In the case of CSP in Morocco, MASEN was established within the context of Morocco’s 2010 Renewable Energy Law alongside various other measures designed to develop CSP as part of an industrial strategy. The high level of public resource was therefore justified on the basis of this wider government strategy.

In Bangladesh, the Grameen Shakti program uses no direct public subsidies and is exceptional8 in not requiring collateral. The program’s success is largely attributed to the way it is integrated within the rural context of informal institutions and lack of end-user credit.

Coupling technical assistance for policy, regulatory and other institutional arrangements and capacity development with financial instruments, can help ensure better uptake and efficiency in implementation of public financial de-risking instruments (UNDP 2011).

Strengthening the capacity of financial institutions to support renewable energy and energy efficiency projects has been important in unlocking domestic sources of finance for low-carbon energy.
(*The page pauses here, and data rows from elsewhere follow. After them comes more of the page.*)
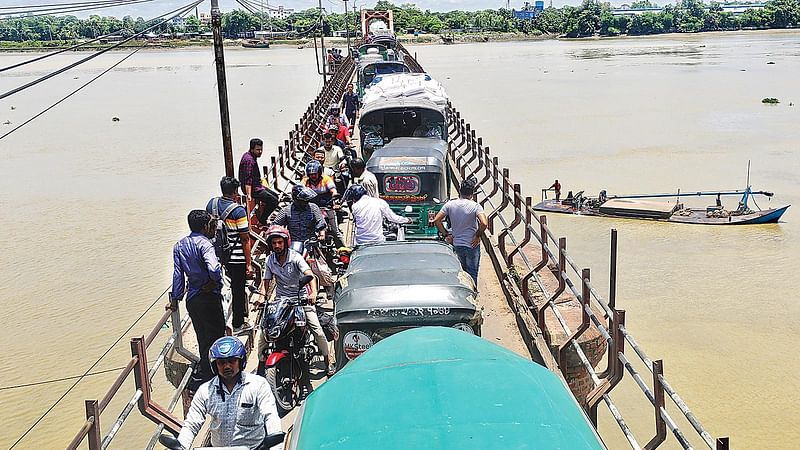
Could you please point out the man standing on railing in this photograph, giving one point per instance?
(238, 265)
(196, 261)
(467, 223)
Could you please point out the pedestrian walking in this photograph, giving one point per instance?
(197, 274)
(467, 224)
(250, 178)
(238, 265)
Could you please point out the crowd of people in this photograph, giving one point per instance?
(220, 239)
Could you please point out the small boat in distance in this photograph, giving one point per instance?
(639, 206)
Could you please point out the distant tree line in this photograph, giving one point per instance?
(591, 18)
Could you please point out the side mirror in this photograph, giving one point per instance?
(272, 440)
(305, 280)
(170, 442)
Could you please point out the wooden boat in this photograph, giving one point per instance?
(638, 207)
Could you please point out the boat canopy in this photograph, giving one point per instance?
(437, 387)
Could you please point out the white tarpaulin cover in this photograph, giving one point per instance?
(410, 85)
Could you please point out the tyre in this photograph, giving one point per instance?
(285, 388)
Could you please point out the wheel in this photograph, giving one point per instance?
(285, 388)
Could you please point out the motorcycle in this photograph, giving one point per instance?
(269, 441)
(290, 348)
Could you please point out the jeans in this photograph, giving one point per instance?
(470, 259)
(237, 273)
(208, 320)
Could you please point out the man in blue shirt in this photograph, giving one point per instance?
(196, 261)
(239, 267)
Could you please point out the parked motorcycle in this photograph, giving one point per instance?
(290, 348)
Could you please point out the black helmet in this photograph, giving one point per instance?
(302, 193)
(354, 193)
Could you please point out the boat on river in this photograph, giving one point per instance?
(646, 206)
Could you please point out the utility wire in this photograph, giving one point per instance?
(72, 93)
(56, 380)
(59, 5)
(88, 370)
(53, 11)
(176, 13)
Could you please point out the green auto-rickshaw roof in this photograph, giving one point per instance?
(440, 388)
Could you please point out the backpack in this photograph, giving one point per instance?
(223, 246)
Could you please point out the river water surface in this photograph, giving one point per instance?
(92, 207)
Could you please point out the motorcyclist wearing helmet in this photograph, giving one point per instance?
(325, 188)
(368, 215)
(286, 267)
(334, 155)
(303, 218)
(241, 405)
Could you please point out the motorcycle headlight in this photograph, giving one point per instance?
(355, 343)
(464, 327)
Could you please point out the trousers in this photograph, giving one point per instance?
(208, 320)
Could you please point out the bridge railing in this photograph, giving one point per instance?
(513, 225)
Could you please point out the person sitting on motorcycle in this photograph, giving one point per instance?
(369, 214)
(325, 188)
(334, 155)
(241, 405)
(333, 112)
(303, 219)
(319, 155)
(286, 267)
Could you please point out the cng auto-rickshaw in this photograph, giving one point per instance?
(413, 178)
(393, 286)
(438, 388)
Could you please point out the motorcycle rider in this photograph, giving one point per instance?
(334, 155)
(368, 215)
(241, 405)
(303, 218)
(325, 188)
(287, 267)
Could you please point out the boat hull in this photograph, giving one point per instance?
(690, 216)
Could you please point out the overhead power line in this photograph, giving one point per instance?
(173, 13)
(71, 9)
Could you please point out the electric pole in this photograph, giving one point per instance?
(222, 87)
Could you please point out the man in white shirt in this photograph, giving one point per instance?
(368, 215)
(364, 177)
(241, 405)
(467, 222)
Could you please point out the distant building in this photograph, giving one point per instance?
(281, 13)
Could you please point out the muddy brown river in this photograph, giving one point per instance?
(92, 207)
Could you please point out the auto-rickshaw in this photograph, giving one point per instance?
(393, 286)
(387, 118)
(438, 388)
(369, 68)
(414, 179)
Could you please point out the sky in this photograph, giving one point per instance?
(158, 7)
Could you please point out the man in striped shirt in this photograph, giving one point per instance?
(239, 267)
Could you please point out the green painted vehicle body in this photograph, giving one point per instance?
(438, 388)
(412, 174)
(397, 285)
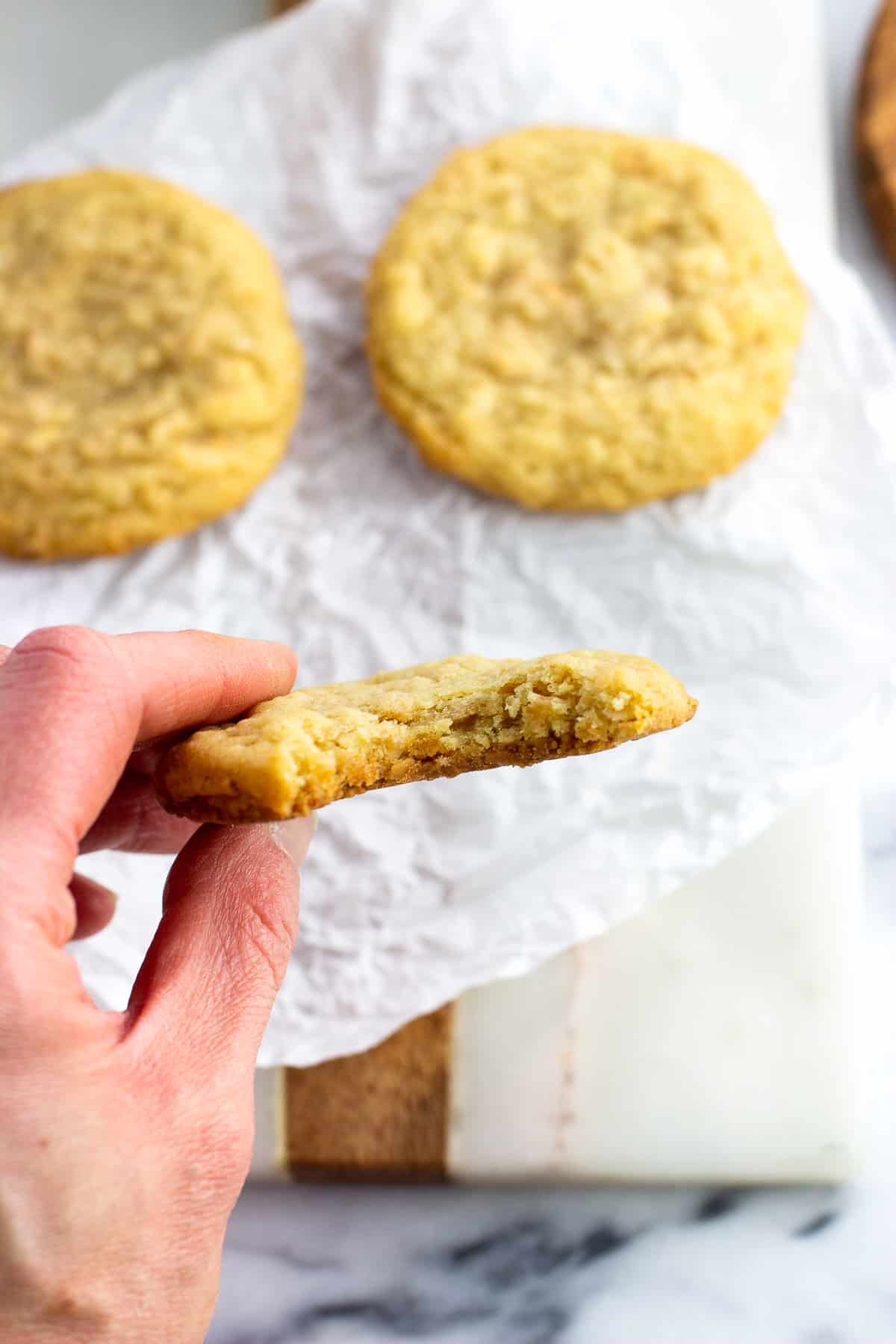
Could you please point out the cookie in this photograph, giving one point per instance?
(583, 320)
(438, 719)
(149, 376)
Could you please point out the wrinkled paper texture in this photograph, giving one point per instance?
(770, 593)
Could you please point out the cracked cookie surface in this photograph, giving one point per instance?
(583, 320)
(437, 719)
(149, 376)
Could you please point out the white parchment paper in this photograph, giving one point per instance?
(771, 593)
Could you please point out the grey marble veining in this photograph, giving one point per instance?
(602, 1266)
(613, 1266)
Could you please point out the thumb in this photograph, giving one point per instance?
(228, 922)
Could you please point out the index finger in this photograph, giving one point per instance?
(74, 702)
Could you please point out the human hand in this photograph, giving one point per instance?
(125, 1137)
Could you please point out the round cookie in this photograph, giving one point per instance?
(583, 320)
(149, 376)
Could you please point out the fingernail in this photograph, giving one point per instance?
(294, 836)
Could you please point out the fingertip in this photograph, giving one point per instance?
(294, 836)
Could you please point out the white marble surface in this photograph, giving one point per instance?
(612, 1266)
(625, 1266)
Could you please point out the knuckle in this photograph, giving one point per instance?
(218, 1154)
(265, 934)
(66, 651)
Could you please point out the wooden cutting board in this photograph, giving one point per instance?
(534, 1080)
(875, 127)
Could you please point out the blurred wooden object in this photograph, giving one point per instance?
(875, 127)
(381, 1116)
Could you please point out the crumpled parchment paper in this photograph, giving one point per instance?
(771, 593)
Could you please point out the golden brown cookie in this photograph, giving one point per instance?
(149, 376)
(438, 719)
(583, 320)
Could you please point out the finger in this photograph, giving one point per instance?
(94, 905)
(230, 915)
(134, 820)
(73, 702)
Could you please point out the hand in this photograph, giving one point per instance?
(125, 1137)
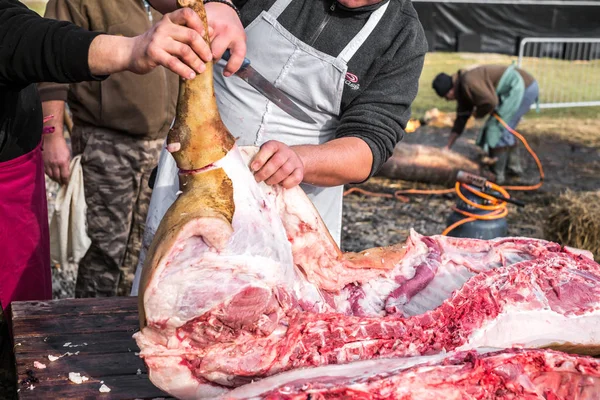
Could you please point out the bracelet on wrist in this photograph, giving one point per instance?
(227, 3)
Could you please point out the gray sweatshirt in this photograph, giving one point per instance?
(376, 107)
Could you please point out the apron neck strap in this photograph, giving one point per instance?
(352, 47)
(278, 7)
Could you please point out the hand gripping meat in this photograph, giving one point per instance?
(197, 140)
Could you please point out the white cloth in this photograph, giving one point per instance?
(68, 234)
(312, 79)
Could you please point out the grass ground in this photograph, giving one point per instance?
(576, 124)
(555, 77)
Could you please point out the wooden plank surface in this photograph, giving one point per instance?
(92, 337)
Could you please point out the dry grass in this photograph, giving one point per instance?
(573, 130)
(574, 220)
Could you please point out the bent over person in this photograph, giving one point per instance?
(482, 90)
(119, 128)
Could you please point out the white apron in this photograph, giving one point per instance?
(312, 79)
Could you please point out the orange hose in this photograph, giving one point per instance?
(497, 208)
(531, 152)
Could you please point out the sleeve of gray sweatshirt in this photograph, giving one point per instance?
(379, 114)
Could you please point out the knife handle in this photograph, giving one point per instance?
(227, 54)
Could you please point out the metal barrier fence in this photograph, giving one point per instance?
(567, 70)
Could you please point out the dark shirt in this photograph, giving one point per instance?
(387, 66)
(34, 49)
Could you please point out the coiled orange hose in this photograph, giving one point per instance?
(496, 208)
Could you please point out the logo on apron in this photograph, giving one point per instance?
(352, 81)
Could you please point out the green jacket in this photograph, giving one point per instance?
(510, 91)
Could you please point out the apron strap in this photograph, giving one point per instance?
(352, 47)
(278, 7)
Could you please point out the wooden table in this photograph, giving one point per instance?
(91, 337)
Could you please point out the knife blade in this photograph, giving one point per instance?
(267, 89)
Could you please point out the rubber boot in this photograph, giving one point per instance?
(499, 168)
(514, 167)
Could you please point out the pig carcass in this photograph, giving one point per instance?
(243, 280)
(428, 164)
(472, 375)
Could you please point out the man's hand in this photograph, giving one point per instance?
(56, 154)
(175, 42)
(226, 32)
(276, 163)
(57, 157)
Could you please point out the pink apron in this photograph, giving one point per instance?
(24, 238)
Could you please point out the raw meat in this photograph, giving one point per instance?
(243, 281)
(508, 374)
(428, 164)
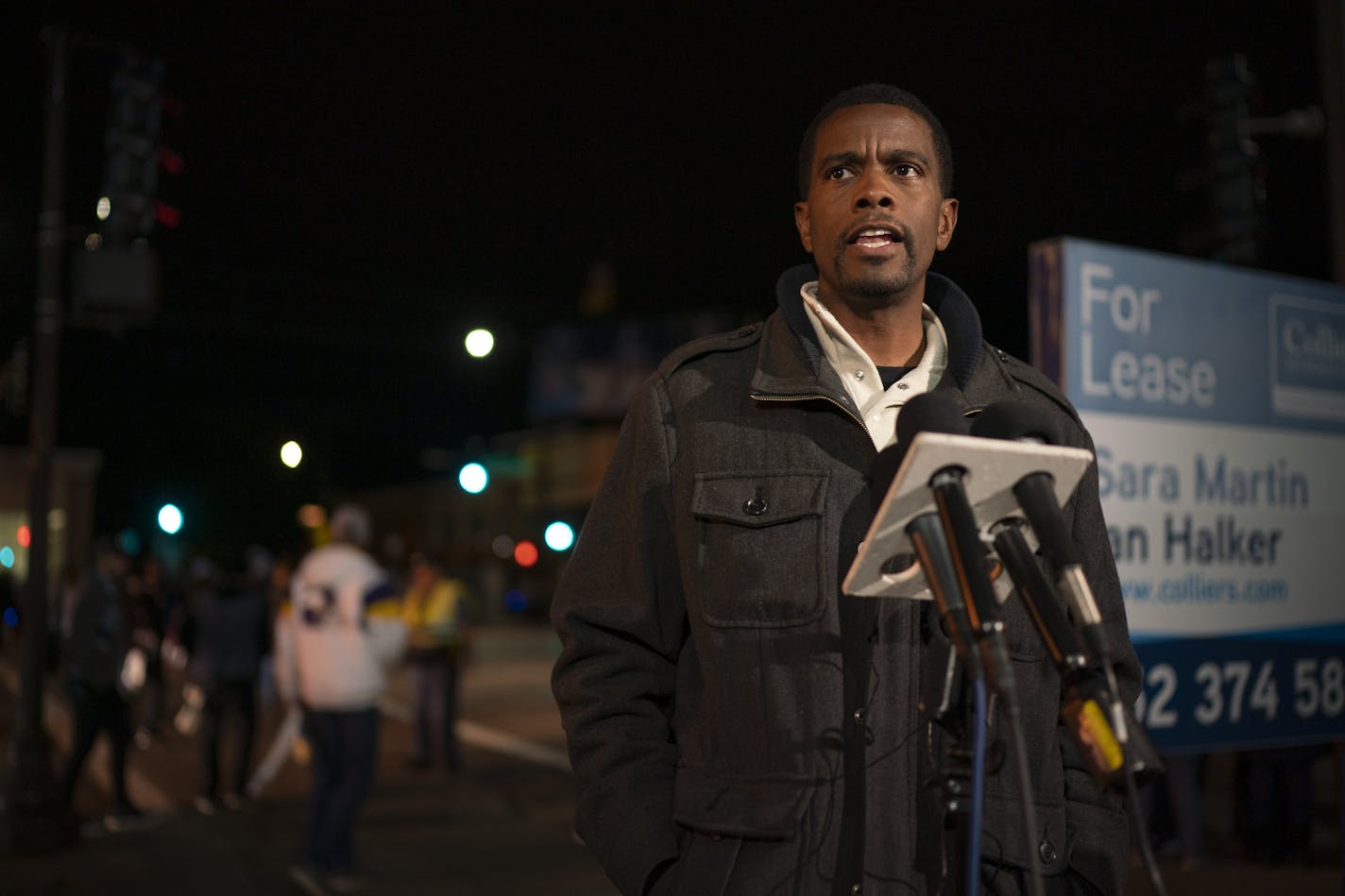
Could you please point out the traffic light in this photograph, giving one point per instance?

In Tunisia, capacity building to strengthen the knowledge and expertise of domestic financial institutions in solar water heaters was an important component of the Government’s Prosol program, which led to significant leveraging of private capital (Trabacchi et al., 2012).

Development finance institutions, whether national, bilateral, or multilateral development banks, can be key players in helping to bridge understanding and maximize synergies between Governments and relevant market actors (Ecofys-IDFC, 2012; Smallridge et al., 2013). In India, technical assistance from Asian Development Bank to strengthen the capacity of Industrial Development Bank of India to appraise energy efficiency projects, combined with a loan to enable lending to such projects, was effective catalyzing investment in energy efficiency (Polycarp et al., 2013; IEA, 2011).

8. The vast majority of credit delivery financial systems require collatoral no matter the size and category of loan.